Как ни странно, боли она почти не почувствовала и удивления тоже.

— Нет, в общем-то все нормально, Ноэль. Может, это и к лучшему.

— Ты так думаешь?

— Думаю, да. Надеюсь. Немножко как снег на голову, но тоже нормально.

— Пан или пропал, Марджори. Полный разрыв. Это — единственный выход.

— Наверно, ты же в таких делах собаку съел.

— Издеваешься?

— Совсем нет.

— Нет, Кое-что было ужасно, я знаю. Но в целом у нас все было отлично. Мы не изувечили друг друга на всю жизнь, и тем не менее мы в тупике. Выхода нет. Ничего другого не остается.

— Ноэль, все нормально, я переживу. Этого можно было ожидать. — Она удивилась, обнаружив, что поднесла к глазам носовой платок, но остановилась на полпути. — Я и сама часто думала, что пора кончать, поверь мне. Просто я бы предпочла сделать это первой, только и всего. Ни одной девчонке не понравится, чтобы ей дали пинка под зад. Да ты это и сам понимаешь.

— Марджори, это ты дала мне пинка под зад. И ты это знаешь.

— Я? Мне кажется, я уже прокручивала в голове этот разговор.

— Ни разу в жизни я не ввязывался в такую драку. Ты меня положила на обе лопатки.

Он измотанный, плохо выглядит, на все сорок, подумала она. Сидит обмякший, руки в карманах потертого пальто, длинные волосы разлохматились, челюсти заросли густой светлой щетиной.

— Ты ни в чем не уступала, ни в одной мелочи. Все — только как ты хочешь или вообще никак. Впрочем, нет, не совсем так. В «Южном ветре» ты начинала, как любая другая девчонка. Но как только умер твой дядя, так все и пошло. Ни одна девчонка не ставила мне условий. Ты заставила меня их принять, тебе это удалось. Но это бесполезно. Мало-помалу это сводит меня с ума. Тебе почти удалось загнать меня в угол, и это до сих пор меня пугает. А испуганный я хожу с того самого седера у тебя дома. Так и живу полосами — то черная тоска, то поросячий восторг, как шизик. Должен же конец-то этому прийти? Должен. — Голос у него задрожал.

— Тот седер. Гениальная идея моей мамочки.

— Гениальнее, чем ты думаешь. Спроси как-нибудь у своей мамочки, что у нее было на уме. Как-нибудь, когда все это будет далеко в прошлом, Мардж, и она будет качать на колене третьего внучка на вашей лужайке в Нью-Рошелл — маленького Рональда Шапиро. Спроси у нее…
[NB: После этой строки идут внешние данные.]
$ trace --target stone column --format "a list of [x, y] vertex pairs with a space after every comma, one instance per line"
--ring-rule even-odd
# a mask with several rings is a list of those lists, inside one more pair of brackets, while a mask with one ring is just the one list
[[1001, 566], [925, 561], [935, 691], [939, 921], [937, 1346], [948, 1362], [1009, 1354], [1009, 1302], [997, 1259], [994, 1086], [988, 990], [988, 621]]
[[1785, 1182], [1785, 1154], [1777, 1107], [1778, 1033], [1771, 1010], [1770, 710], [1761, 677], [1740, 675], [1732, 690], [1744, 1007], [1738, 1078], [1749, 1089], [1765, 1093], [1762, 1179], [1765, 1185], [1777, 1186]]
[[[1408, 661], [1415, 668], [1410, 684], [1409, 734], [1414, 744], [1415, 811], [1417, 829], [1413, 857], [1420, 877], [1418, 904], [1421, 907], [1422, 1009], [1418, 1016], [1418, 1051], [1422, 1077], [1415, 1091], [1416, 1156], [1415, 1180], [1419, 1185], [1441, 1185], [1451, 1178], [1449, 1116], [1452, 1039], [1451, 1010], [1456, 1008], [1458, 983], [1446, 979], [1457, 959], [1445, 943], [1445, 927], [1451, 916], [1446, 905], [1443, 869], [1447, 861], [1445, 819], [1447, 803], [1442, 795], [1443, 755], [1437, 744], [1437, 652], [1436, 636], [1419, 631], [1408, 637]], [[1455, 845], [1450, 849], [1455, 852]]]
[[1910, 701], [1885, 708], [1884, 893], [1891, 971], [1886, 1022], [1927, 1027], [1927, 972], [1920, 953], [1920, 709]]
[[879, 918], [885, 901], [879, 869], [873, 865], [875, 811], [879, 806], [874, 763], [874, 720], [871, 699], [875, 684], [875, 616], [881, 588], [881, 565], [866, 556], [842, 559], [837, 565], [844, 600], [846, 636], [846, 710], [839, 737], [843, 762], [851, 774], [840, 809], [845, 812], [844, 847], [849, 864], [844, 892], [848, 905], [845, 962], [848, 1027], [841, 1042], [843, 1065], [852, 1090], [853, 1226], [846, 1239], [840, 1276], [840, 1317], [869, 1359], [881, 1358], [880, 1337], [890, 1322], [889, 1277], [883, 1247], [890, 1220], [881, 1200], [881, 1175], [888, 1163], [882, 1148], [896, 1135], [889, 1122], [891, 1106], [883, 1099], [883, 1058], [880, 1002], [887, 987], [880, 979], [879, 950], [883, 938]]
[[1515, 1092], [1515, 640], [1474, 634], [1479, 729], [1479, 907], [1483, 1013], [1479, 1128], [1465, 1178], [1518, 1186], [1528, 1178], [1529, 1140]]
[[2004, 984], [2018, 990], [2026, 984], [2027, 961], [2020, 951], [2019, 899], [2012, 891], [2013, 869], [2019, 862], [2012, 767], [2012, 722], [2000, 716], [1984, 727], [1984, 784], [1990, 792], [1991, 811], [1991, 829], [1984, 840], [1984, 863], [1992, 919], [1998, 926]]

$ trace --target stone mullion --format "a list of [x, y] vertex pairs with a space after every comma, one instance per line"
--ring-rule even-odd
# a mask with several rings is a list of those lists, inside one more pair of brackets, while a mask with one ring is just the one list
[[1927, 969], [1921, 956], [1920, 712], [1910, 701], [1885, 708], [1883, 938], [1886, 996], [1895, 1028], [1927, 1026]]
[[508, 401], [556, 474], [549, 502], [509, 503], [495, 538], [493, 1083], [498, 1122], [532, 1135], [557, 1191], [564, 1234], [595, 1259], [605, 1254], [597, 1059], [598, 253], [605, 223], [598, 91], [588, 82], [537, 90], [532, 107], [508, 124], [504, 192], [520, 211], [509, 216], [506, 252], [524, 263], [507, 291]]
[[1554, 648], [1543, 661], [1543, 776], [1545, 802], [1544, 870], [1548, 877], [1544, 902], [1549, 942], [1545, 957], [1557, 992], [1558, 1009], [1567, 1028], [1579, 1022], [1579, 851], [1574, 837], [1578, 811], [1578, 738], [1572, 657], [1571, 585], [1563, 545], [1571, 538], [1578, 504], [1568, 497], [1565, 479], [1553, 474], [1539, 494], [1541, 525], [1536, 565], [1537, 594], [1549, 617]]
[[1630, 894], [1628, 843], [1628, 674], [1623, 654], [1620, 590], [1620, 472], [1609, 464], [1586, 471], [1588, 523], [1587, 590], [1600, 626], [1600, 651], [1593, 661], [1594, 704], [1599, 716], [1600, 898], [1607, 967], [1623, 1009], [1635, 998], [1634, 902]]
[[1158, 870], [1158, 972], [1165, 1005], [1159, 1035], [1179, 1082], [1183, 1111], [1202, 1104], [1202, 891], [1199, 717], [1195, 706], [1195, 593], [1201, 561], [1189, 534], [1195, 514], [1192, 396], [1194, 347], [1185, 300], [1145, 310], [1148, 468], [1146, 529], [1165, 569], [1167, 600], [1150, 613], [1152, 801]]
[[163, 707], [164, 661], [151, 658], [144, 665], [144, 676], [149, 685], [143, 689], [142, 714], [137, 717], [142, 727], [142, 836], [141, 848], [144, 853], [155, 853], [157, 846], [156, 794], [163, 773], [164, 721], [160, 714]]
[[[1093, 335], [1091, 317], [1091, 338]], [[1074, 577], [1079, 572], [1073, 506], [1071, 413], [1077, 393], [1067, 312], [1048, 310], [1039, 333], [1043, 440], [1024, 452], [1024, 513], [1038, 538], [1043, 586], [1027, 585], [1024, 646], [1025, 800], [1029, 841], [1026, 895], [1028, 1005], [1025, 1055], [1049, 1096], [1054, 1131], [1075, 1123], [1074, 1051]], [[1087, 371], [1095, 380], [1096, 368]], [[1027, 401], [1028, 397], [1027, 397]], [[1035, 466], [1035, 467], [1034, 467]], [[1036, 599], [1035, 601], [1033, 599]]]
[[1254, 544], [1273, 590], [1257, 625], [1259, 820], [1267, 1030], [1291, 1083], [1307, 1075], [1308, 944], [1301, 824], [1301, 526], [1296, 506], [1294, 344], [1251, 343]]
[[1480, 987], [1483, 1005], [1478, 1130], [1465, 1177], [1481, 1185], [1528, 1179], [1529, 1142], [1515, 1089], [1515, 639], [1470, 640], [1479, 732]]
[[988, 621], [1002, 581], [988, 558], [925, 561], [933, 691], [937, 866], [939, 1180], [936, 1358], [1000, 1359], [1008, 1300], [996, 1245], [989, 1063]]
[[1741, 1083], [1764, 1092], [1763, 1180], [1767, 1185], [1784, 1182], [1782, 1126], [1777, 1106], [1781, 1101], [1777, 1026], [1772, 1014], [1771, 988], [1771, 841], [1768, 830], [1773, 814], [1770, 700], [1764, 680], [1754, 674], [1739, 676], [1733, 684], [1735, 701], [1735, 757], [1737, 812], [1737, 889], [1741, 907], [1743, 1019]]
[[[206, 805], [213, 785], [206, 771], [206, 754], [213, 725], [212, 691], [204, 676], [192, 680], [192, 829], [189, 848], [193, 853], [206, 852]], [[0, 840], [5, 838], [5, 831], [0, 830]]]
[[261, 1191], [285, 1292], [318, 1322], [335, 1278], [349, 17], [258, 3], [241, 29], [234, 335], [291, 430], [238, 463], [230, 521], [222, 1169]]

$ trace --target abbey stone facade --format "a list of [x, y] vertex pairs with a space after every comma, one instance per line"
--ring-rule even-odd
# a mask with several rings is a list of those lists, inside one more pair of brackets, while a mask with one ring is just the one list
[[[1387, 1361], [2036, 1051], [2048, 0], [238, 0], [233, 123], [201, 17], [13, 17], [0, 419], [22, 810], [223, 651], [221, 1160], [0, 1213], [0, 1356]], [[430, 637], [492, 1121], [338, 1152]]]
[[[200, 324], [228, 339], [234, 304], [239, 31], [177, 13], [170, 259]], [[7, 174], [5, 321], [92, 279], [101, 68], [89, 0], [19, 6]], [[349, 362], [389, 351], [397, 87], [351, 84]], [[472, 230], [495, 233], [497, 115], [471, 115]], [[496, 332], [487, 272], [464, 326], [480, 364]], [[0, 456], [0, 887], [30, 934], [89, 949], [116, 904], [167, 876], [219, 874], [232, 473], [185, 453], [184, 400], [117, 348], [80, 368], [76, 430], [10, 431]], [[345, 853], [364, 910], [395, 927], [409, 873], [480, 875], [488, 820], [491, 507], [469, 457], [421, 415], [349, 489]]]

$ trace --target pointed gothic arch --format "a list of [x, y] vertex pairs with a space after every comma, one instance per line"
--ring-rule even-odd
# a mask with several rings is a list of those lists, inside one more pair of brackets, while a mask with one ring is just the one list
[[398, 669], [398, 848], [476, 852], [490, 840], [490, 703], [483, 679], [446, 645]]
— Ладно. Заткнись! — сказала Марджори. — По крайней мере одно хорошо: теперь мне не придется больше слушать об этом чертовом докторе Шапиро.

— Ты права. Я зануда, вечно твержу одно и то же, как тот неотесанный мужлан из одного старого, глупого анекдота. Уж извини.

— Ты только не забывай, Ноэль, я никогда не принуждала тебя работать у Сэма Ротмора. Ты сделал это по своей воле. Я говорила только, что раз уж ты взялся на него работать, то надо делать это как следует, так будет честнее. Я считаю, работа в «Парамаунте», возможно, стала бы страшной ошибкой. Вот это-то тебя и угнетает. Тебе надо бы и дальше сочинять свою музыку и не терять веры в себя. Я никогда не теряла веры в тебя и сейчас верю. Я говорила тебе, что песня станет хитом. Скажу тебе еще кое-что. «Принцесса Джонс» воплотится в реальность, и ее ждет слава. А через год, через два тебя ждет бешеный успех на Бродвее, если только ты будешь над ней работать. Ты стоишь на перепутье. — Его лицо вновь оживилось. Он выпрямился, в глазах заблестел огонь. Она стала надевать пальто. — Только лучше бы тебе сидеть и писать, а не гнаться за миражами, не надо становиться раввином, не надо изобретать новую философию насчет хитов или что-нибудь в этом роде. Желаю тебе удачи, Богом клянусь, желаю. Я никогда не стану жалеть, что знала тебя. Это была мне наука. Мне пора домой. До свидания.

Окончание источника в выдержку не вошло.